Don't get me wrong, one of the ways to make an endurance ride a nice vacation for a ride 
vet is to reduce the cost of the vacation...but there needs to be more than just that.  The
ride needs to be a nice vacation.

Unless, you want to give them enough money to compensate them for the loss of funds
that they are incurring just by being away from their practice.  If this is the case, 
then you need to pay them as much as they would be making if they were at home working.  

This would, of course, just contribute further to the trend I have noticed in the
"professionalization" of endurance riding.  If the trend continues, then it will be just 
another horse "sport" where all of the participants are there for business reasons:

Ride managers will expect to be paid a fair wage, ride vets will expect to be paid a fair
wage, and professional riders will expect to see some return out of all the money that 
they are paying for the entry.  This, of course, would leave the hobbyists out in the cold.
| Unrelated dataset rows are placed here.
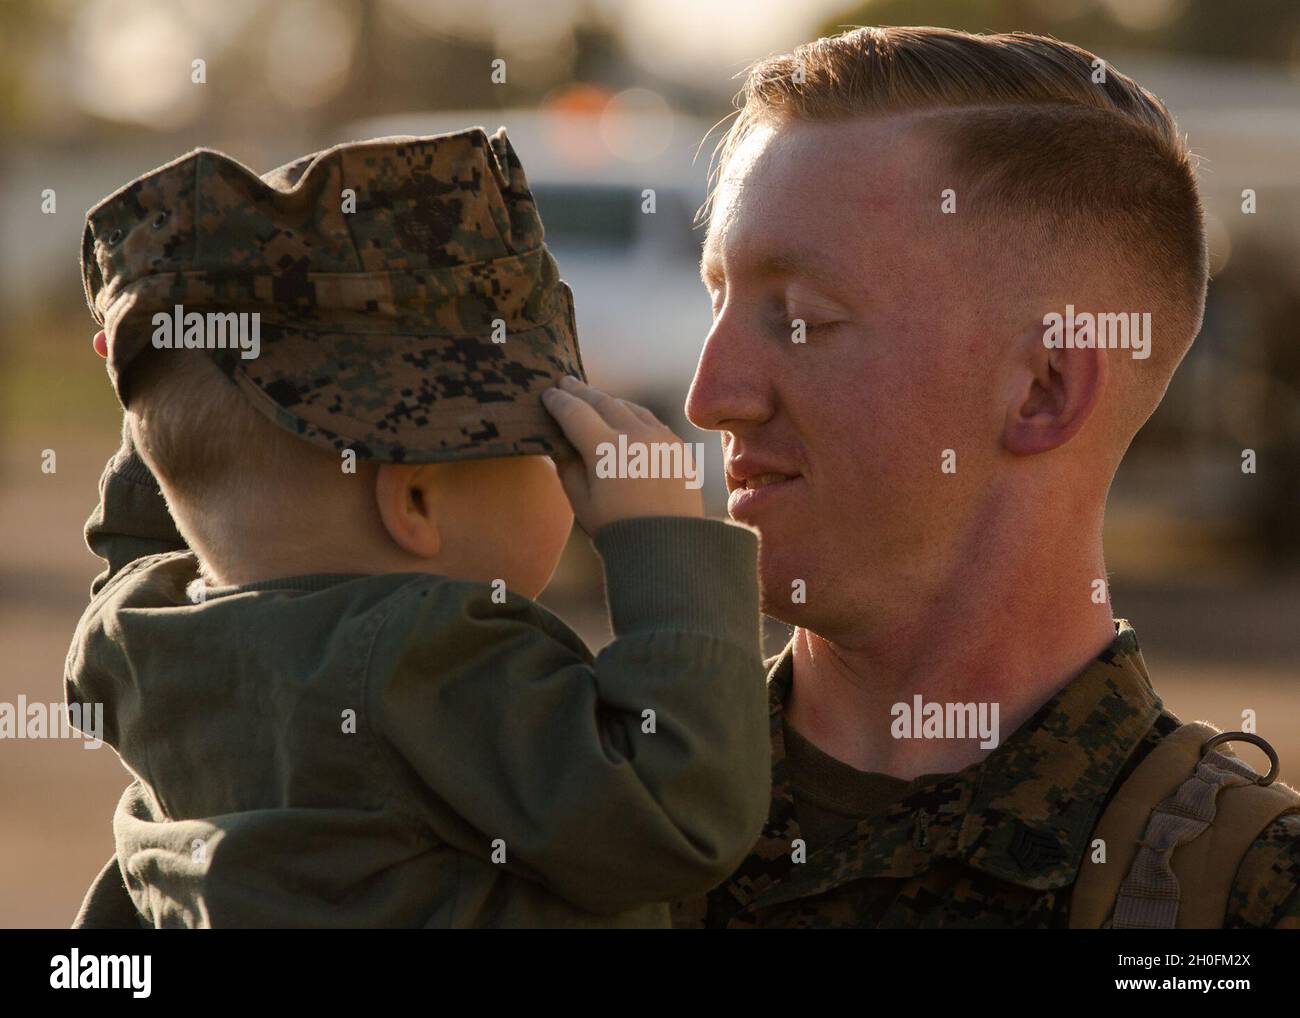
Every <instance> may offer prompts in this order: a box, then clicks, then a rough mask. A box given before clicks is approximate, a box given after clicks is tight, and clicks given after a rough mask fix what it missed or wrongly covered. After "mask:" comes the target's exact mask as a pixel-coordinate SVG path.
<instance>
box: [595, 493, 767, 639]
mask: <svg viewBox="0 0 1300 1018" xmlns="http://www.w3.org/2000/svg"><path fill="white" fill-rule="evenodd" d="M593 541H594V543H595V550H597V551H598V553H599V554H601V558H602V559H603V560H604V582H606V589H607V592H608V602H610V621H611V624H612V627H614V634H615V636H628V634H630V633H636V632H650V631H663V629H668V631H679V632H681V631H686V632H699V633H708V634H711V636H716V637H720V638H723V640H728V641H731V642H733V644H736V645H738V646H742V647H753V649H754V651H755V653H758V646H759V615H758V536H757V534H755V533H754V532H753V530H749V529H746V528H744V527H735V525H732V524H729V523H723V521H722V520H706V519H698V517H692V516H637V517H633V519H628V520H619V521H616V523H610V524H606V525H604V527H602V528H601V529H598V530H597V532H595V534H594V537H593Z"/></svg>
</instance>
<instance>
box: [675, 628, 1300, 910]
mask: <svg viewBox="0 0 1300 1018" xmlns="http://www.w3.org/2000/svg"><path fill="white" fill-rule="evenodd" d="M1117 625H1118V634H1117V637H1115V641H1114V642H1113V644H1112V645H1110V646H1108V647H1106V649H1105V650H1104V651H1102V653H1101V654H1100V655H1099V657H1097V659H1096V660H1093V662H1092V663H1091V664H1089V666H1088V667H1087V668H1086V670H1084V671H1083V672H1080V673H1079V675H1078V676H1076V677H1075V679H1074V680H1071V681H1070V684H1069V685H1066V686H1065V688H1063V689H1062V690H1061V692H1060V693H1057V694H1056V696H1054V697H1053V698H1052V699H1050V701H1048V702H1047V703H1045V705H1044V706H1043V707H1041V709H1040V710H1039V711H1037V714H1035V715H1034V718H1031V719H1030V720H1028V722H1026V723H1024V724H1023V725H1022V727H1021V728H1018V729H1017V731H1015V732H1014V733H1013V735H1011V736H1010V737H1009V738H1008V740H1006V741H1005V742H1004V744H1002V745H1001V746H998V748H997V749H996V750H993V751H992V753H991V754H989V755H988V757H987V758H985V759H984V761H983V762H982V763H978V764H972V766H970V767H967V768H965V770H962V771H959V772H957V774H949V775H940V776H936V777H935V779H933V780H931V781H930V783H928V784H918V785H915V787H913V788H911V789H909V792H907V794H906V797H905V798H904V800H902V801H901V802H897V803H894V805H892V806H889V807H888V809H885V810H883V811H878V813H876V814H875V815H872V816H868V818H867V819H865V820H862V822H859V824H858V826H857V828H855V829H850V831H849V832H846V833H845V835H844V836H841V837H840V839H839V840H837V841H835V842H832V844H829V845H826V846H823V848H822V849H819V850H816V852H810V853H809V854H807V858H806V861H805V862H802V863H797V862H794V861H793V859H792V849H793V842H794V841H796V839H800V837H801V833H800V826H798V820H797V819H796V814H794V800H793V797H792V792H790V776H789V774H788V770H787V761H785V750H784V740H783V712H784V703H785V698H787V696H788V694H789V690H790V684H792V680H793V658H792V647H790V646H787V647H785V650H784V653H783V654H781V655H780V657H779V658H776V659H775V663H771V664H772V667H771V671H770V675H768V693H770V709H771V742H772V806H771V811H770V815H768V820H767V824H766V826H764V828H763V832H762V835H761V836H759V840H758V842H757V844H755V845H754V848H753V850H751V852H750V855H749V858H746V859H745V862H744V863H741V866H740V868H738V870H737V871H736V872H735V874H733V875H732V876H731V878H729V879H728V880H727V881H725V883H723V884H722V885H720V887H718V888H715V889H714V891H711V892H710V893H708V894H707V897H703V898H692V900H686V901H681V902H677V904H676V905H675V906H673V924H675V926H676V927H679V928H690V927H711V928H732V930H736V928H753V927H770V928H785V927H794V928H813V927H876V928H900V927H902V928H939V927H946V928H962V927H965V928H1006V927H1023V928H1065V927H1066V926H1067V924H1069V911H1070V894H1071V891H1073V887H1074V883H1075V878H1076V875H1078V872H1079V867H1080V865H1082V862H1083V858H1084V853H1086V850H1087V849H1088V848H1089V841H1091V833H1092V829H1093V827H1095V824H1096V822H1097V819H1099V816H1100V815H1101V811H1102V809H1104V806H1105V805H1106V802H1109V798H1110V796H1112V794H1113V793H1114V790H1115V789H1118V787H1119V785H1121V784H1122V783H1123V780H1125V779H1126V777H1127V776H1128V775H1130V772H1131V771H1132V770H1134V768H1135V767H1136V766H1138V763H1140V761H1141V759H1143V758H1144V757H1145V754H1147V753H1148V751H1149V750H1151V749H1152V748H1153V746H1154V745H1156V744H1157V742H1158V741H1160V740H1161V738H1164V737H1165V736H1166V735H1169V733H1170V732H1171V731H1174V729H1175V728H1177V727H1178V725H1179V720H1178V718H1175V716H1174V715H1173V714H1170V712H1169V711H1167V710H1165V707H1164V705H1162V702H1161V699H1160V697H1158V696H1157V694H1156V692H1154V690H1153V689H1152V685H1151V680H1149V677H1148V675H1147V668H1145V664H1144V663H1143V659H1141V653H1140V650H1139V646H1138V637H1136V633H1135V632H1134V629H1132V628H1131V627H1130V625H1128V624H1127V623H1126V621H1119V623H1117ZM1297 883H1300V813H1291V814H1286V815H1283V816H1281V818H1278V819H1277V820H1274V822H1273V823H1271V824H1270V826H1269V827H1266V828H1265V829H1264V831H1262V832H1261V835H1260V836H1258V837H1257V839H1256V840H1255V842H1253V844H1252V846H1251V849H1249V852H1248V853H1247V855H1245V857H1244V858H1243V861H1242V865H1240V867H1239V870H1238V872H1236V876H1235V879H1234V884H1232V893H1231V897H1230V900H1229V909H1227V914H1226V917H1225V923H1223V926H1225V927H1229V928H1244V927H1278V928H1300V892H1297V889H1296V887H1297Z"/></svg>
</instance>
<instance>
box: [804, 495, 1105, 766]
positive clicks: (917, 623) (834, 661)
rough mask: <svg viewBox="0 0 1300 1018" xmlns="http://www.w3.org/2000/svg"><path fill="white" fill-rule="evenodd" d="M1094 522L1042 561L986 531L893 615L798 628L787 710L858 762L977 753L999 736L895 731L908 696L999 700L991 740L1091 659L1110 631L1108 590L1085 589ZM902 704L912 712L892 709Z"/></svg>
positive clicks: (909, 760)
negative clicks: (1052, 561)
mask: <svg viewBox="0 0 1300 1018" xmlns="http://www.w3.org/2000/svg"><path fill="white" fill-rule="evenodd" d="M1093 533H1095V536H1092V534H1089V538H1088V540H1080V541H1078V543H1076V546H1075V547H1073V549H1070V551H1069V560H1067V562H1063V560H1058V562H1056V563H1053V566H1052V567H1050V568H1044V567H1041V563H1034V562H1031V560H1028V558H1030V555H1028V553H1024V551H1022V553H1021V554H1019V555H1018V554H1017V551H1015V550H1014V547H1006V546H1004V547H1002V549H1001V551H1000V553H998V551H996V550H995V549H996V545H998V543H1000V542H997V541H993V542H992V545H985V546H984V549H983V551H980V553H972V554H971V555H970V556H969V558H967V559H966V562H969V563H970V564H969V567H966V568H963V569H961V571H959V573H958V575H954V576H952V577H949V579H950V581H949V582H946V584H945V585H944V588H943V589H940V590H936V592H930V593H928V595H926V597H911V598H902V599H900V601H898V602H897V603H896V605H892V606H891V610H888V614H889V615H892V616H894V618H889V619H884V618H876V619H874V620H871V621H870V623H867V624H865V625H861V627H855V631H854V632H853V633H852V636H849V637H848V638H826V637H823V636H819V634H816V633H814V632H811V631H810V629H805V628H797V629H796V631H794V647H793V655H794V662H793V664H794V681H793V685H792V689H790V697H789V699H788V702H787V719H788V720H789V723H790V724H792V725H793V727H794V728H796V729H797V731H798V732H800V733H801V735H802V736H803V737H805V738H807V740H809V741H811V742H813V744H814V745H816V746H818V748H819V749H822V750H823V751H824V753H828V754H829V755H831V757H835V758H836V759H840V761H842V762H844V763H848V764H850V766H853V767H855V768H858V770H861V771H874V772H880V774H888V775H893V776H896V777H904V779H911V777H915V776H918V775H923V774H946V772H953V771H959V770H962V768H963V767H967V766H969V764H971V763H978V762H980V761H983V759H984V758H985V757H987V755H988V753H991V751H992V750H993V749H995V748H996V746H988V748H982V745H980V738H978V737H976V738H953V737H952V735H953V733H952V732H945V736H946V737H940V738H935V737H919V738H918V737H896V735H894V733H896V732H900V731H901V732H904V733H906V735H909V736H910V735H913V733H914V732H915V731H917V729H914V728H913V724H915V725H920V719H913V718H911V714H914V712H915V711H914V706H915V699H914V698H915V697H917V696H920V698H922V705H930V703H939V705H943V706H945V707H946V705H948V703H976V705H980V703H984V705H989V706H988V707H985V715H984V716H989V715H991V712H992V711H991V709H989V707H991V706H992V705H995V703H996V705H997V729H998V745H1000V744H1001V741H1005V740H1006V737H1008V736H1010V735H1011V732H1014V731H1015V729H1017V728H1018V727H1019V725H1021V724H1023V723H1024V722H1026V720H1028V719H1030V718H1031V716H1032V715H1034V712H1035V711H1036V710H1037V709H1039V707H1040V706H1043V705H1044V703H1045V702H1047V701H1048V699H1050V697H1052V696H1053V694H1056V693H1057V692H1060V690H1061V689H1062V688H1063V686H1065V685H1066V684H1067V683H1069V681H1070V679H1073V677H1074V676H1075V675H1078V673H1079V671H1082V670H1083V668H1084V667H1087V666H1088V663H1089V662H1091V660H1092V659H1093V658H1095V657H1096V655H1097V654H1099V653H1100V651H1101V650H1102V649H1104V647H1105V646H1106V645H1108V644H1109V642H1110V641H1112V640H1113V638H1114V624H1113V621H1112V614H1110V605H1109V598H1105V602H1104V603H1095V601H1093V598H1092V592H1093V590H1095V585H1093V581H1095V580H1099V579H1101V577H1104V576H1105V571H1104V563H1102V556H1101V536H1100V520H1099V521H1097V524H1096V528H1095V532H1093ZM1076 537H1082V534H1076ZM1026 546H1028V547H1034V546H1035V542H1034V541H1028V542H1023V543H1021V545H1019V547H1021V549H1024V547H1026ZM1060 546H1061V542H1060V541H1057V542H1056V545H1054V553H1056V554H1057V556H1058V558H1061V553H1060ZM1039 547H1043V545H1039ZM878 614H885V610H883V608H881V610H879V612H878ZM900 703H901V705H906V707H907V711H909V714H906V715H904V714H902V711H894V705H900ZM945 715H946V709H945ZM904 722H906V724H904Z"/></svg>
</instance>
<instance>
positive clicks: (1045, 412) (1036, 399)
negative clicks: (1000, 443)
mask: <svg viewBox="0 0 1300 1018" xmlns="http://www.w3.org/2000/svg"><path fill="white" fill-rule="evenodd" d="M1043 333H1044V326H1043V325H1035V326H1032V328H1030V329H1027V330H1026V332H1024V333H1022V334H1021V335H1019V337H1018V338H1017V350H1015V360H1014V363H1013V382H1011V390H1010V400H1009V403H1008V408H1006V426H1005V428H1004V432H1002V445H1004V446H1005V447H1006V450H1008V451H1009V452H1014V454H1015V455H1018V456H1028V455H1034V454H1035V452H1047V451H1049V450H1053V449H1057V447H1060V446H1063V445H1065V443H1066V442H1069V441H1070V439H1071V438H1074V436H1075V434H1078V433H1079V429H1082V428H1083V425H1084V424H1086V423H1087V420H1088V417H1091V416H1092V412H1093V410H1096V407H1097V403H1099V400H1100V399H1101V390H1102V389H1104V387H1105V384H1106V361H1105V359H1106V354H1108V351H1106V350H1101V348H1097V347H1092V348H1078V347H1076V348H1071V350H1066V348H1060V350H1058V348H1054V347H1053V348H1049V347H1047V346H1044V345H1043Z"/></svg>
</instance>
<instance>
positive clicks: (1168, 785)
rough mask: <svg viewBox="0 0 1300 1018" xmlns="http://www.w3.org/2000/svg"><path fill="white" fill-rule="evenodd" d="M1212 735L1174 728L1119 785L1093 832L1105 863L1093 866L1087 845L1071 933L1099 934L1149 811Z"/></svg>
mask: <svg viewBox="0 0 1300 1018" xmlns="http://www.w3.org/2000/svg"><path fill="white" fill-rule="evenodd" d="M1216 735H1218V729H1217V728H1214V727H1213V725H1209V724H1204V723H1201V722H1193V723H1191V724H1184V725H1182V727H1180V728H1177V729H1175V731H1173V732H1170V733H1169V735H1167V736H1165V737H1164V738H1162V740H1160V742H1157V744H1156V746H1154V748H1153V749H1152V750H1151V753H1148V754H1147V755H1145V758H1144V759H1143V762H1141V763H1139V764H1138V767H1136V770H1134V772H1132V774H1131V775H1128V780H1127V781H1125V783H1123V784H1122V785H1121V787H1119V790H1118V792H1117V793H1115V794H1114V797H1113V798H1112V800H1110V805H1108V806H1106V809H1105V811H1104V813H1102V814H1101V819H1100V820H1097V826H1096V827H1095V828H1093V831H1092V841H1096V840H1099V839H1100V840H1101V841H1102V842H1105V852H1106V861H1105V862H1093V861H1092V846H1091V844H1089V848H1088V850H1087V853H1084V857H1083V865H1082V866H1080V867H1079V876H1078V878H1076V879H1075V881H1074V893H1073V894H1071V896H1070V928H1071V930H1099V928H1100V927H1101V924H1102V923H1104V922H1105V920H1106V917H1109V915H1110V910H1112V906H1113V905H1114V904H1115V897H1117V896H1118V894H1119V885H1121V884H1122V883H1123V880H1125V874H1127V872H1128V870H1130V867H1131V866H1132V862H1134V858H1135V857H1136V855H1138V842H1139V840H1140V839H1141V836H1143V831H1145V829H1147V822H1148V819H1149V818H1151V811H1152V810H1153V809H1154V807H1156V805H1157V803H1160V802H1162V801H1164V800H1166V798H1169V796H1171V794H1173V793H1174V792H1175V790H1177V789H1178V787H1179V785H1180V784H1182V783H1183V781H1186V780H1187V775H1190V774H1191V772H1192V771H1193V770H1196V763H1197V761H1199V759H1200V757H1201V746H1203V745H1204V744H1205V742H1206V740H1209V738H1213V737H1214V736H1216Z"/></svg>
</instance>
Currently, (mostly) the participants (riders, ride management, vets, "volunteers" etc.) at 
endurance rides are there because it is their idea of fun with the hope that we all can
keep the costs down for everybody who is participating (i.e. everybody can have fun without
it costing anybody too much money. 

So, if I were having trouble finding a vet for my ride, I would ask myself the question, 
"What can I do to make it more fun for the vets to come?"  rather than "How much am
I going to have to pay them to get them to come here and work?"

If the West region is having trouble finding vets to vet rides is it because these rides
aren't any fun for the vets, or is it because there are so many rides and not enough vets
who can spend that much time on their hobby?

If it is the first, then the solution is to figure out why vets aren't having fun.

If it is the second, then the solution is to try to recruit/train more vets and let them
learn that vetting and endurance ride is a nice vacation.

You are going to have to give them an awful lot of money (I would think) if you want to
get them to come and and just work--they can work at home.

kat
Orange County, Calif.

p.s.  I am not saying that vets should not be compensated for coming to vet endurance rides;
just suggesting that there ARE other forms of compensation besides money.  If you want
to compensate them with JUST money...it's gonna take lots of money.

Ride managers may be willing to lose a little money on hosting a party, ride vets are 
willing to lose a little money taking time out from their
practices, and riders are willing to lose a little money by taking time off and paying an
entry fee to help cover costs).  There is no reason to assume that the riders are the only
ones having any fun at endurance rides and therefore should be the ones to shoulder the
entire monetary burden.  If the riders are the only ones having any fun at an endurance
ride, then there is something wrong with that ride (so riders would do well to understand
that if they don't assist in making rides fun for the other people there, they are going
to have to start paying them a lot more to participate).